As legal sports betting begins in Massachusetts, addiction experts on lookout for uptick
EVERETT - Dressed in green shirts, Ray Fluette and his team at GameSense are ready for a big day on Tuesday.
"We're here, 24 hours a day, 7 days a week," said Fluette, the Director of Player Health for the Massachusetts Council on Gaming and Health. "We're walking around, making ourselves visible. That anybody can just turn around and ask us a simply question that may lead into a more responsible gambling conversation."
Fluette works at a GameSense desk on the floor of Encore Casino, a resource to help those struggling with gambling addiction. With the dawn of legal sports betting, Fluette expects to see a new crowd.
"It's going to reach probably a younger demographic. So, people that don't normally gamble within the casinos," he said.
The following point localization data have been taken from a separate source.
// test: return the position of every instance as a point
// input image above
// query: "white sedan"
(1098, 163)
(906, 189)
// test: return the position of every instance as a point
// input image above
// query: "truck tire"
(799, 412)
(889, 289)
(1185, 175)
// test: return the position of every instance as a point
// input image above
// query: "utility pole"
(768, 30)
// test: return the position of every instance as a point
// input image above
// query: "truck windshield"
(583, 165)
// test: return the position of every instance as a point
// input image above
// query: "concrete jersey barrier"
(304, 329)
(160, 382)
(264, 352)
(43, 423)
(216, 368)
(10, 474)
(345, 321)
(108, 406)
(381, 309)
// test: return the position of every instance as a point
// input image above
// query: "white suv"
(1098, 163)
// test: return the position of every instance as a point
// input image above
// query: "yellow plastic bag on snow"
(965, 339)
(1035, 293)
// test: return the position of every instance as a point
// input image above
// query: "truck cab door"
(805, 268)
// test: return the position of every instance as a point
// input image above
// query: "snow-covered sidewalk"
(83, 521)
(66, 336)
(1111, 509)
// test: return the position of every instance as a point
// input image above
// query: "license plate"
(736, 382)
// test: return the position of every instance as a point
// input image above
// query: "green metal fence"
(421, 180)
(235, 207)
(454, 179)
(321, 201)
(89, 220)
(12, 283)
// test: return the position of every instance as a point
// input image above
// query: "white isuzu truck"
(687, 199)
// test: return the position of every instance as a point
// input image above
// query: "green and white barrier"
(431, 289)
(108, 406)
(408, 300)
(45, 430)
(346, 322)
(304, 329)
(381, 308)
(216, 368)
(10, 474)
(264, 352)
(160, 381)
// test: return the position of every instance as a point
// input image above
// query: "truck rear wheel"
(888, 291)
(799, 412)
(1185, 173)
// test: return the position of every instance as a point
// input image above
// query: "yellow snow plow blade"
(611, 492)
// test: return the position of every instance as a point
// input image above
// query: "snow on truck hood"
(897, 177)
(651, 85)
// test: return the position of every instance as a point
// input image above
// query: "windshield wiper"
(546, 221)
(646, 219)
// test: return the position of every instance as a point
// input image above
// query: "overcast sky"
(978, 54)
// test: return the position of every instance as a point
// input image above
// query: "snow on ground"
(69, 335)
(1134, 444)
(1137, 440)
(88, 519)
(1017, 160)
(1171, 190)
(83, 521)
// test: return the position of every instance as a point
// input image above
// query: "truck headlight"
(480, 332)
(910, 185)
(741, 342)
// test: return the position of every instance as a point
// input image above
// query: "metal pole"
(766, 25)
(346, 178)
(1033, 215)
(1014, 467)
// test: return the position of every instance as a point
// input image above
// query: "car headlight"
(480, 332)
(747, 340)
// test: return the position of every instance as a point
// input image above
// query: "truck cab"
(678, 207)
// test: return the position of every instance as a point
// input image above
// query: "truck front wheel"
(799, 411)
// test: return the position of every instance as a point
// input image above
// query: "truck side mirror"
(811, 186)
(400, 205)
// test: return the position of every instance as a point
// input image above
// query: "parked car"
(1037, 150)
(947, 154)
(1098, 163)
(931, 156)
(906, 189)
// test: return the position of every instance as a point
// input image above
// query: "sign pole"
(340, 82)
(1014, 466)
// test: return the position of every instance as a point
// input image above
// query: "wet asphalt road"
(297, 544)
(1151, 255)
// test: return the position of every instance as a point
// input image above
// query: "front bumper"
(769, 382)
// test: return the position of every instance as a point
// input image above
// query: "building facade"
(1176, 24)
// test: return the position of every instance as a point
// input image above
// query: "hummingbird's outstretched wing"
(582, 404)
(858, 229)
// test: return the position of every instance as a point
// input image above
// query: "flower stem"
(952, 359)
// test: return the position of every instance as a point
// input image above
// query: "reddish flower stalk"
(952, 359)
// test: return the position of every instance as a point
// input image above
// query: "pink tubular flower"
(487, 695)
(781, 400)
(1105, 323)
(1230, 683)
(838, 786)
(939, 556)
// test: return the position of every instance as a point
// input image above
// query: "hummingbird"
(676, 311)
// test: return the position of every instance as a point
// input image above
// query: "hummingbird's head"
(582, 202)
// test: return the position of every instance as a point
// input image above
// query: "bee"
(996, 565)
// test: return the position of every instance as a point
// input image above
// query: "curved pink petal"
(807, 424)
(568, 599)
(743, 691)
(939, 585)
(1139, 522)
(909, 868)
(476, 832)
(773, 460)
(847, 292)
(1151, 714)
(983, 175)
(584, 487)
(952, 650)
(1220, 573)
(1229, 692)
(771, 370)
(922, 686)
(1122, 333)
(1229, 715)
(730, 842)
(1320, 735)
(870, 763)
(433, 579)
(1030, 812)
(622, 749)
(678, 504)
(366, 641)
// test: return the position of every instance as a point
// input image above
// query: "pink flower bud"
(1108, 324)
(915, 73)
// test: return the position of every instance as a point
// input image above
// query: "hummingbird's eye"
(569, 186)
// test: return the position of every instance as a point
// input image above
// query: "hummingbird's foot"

Rachel Volberg is a research professor at the UMass Amherst School of Public Health and Health Sciences and an expert in gambling addiction. She says Massachusetts residents already bet on sports, at the same levels as other states that have already legalized sports betting.
"Somewhere between 13 and 20 percent of the adult population in Massachusetts already bets on sports," Volberg said.
That is why Volberg believes that any uptick in gambling addiction due to sports betting will be moderate. She is worried about vulnerable groups that have not been exposed to it yet.
"Adolescents, both boys and girls. It includes young adults, particularly young adults from community of colors. It includes women," she said, "Immigrants. People who are new to the country."
Volberg expects sports betting companies to heavily market to these groups.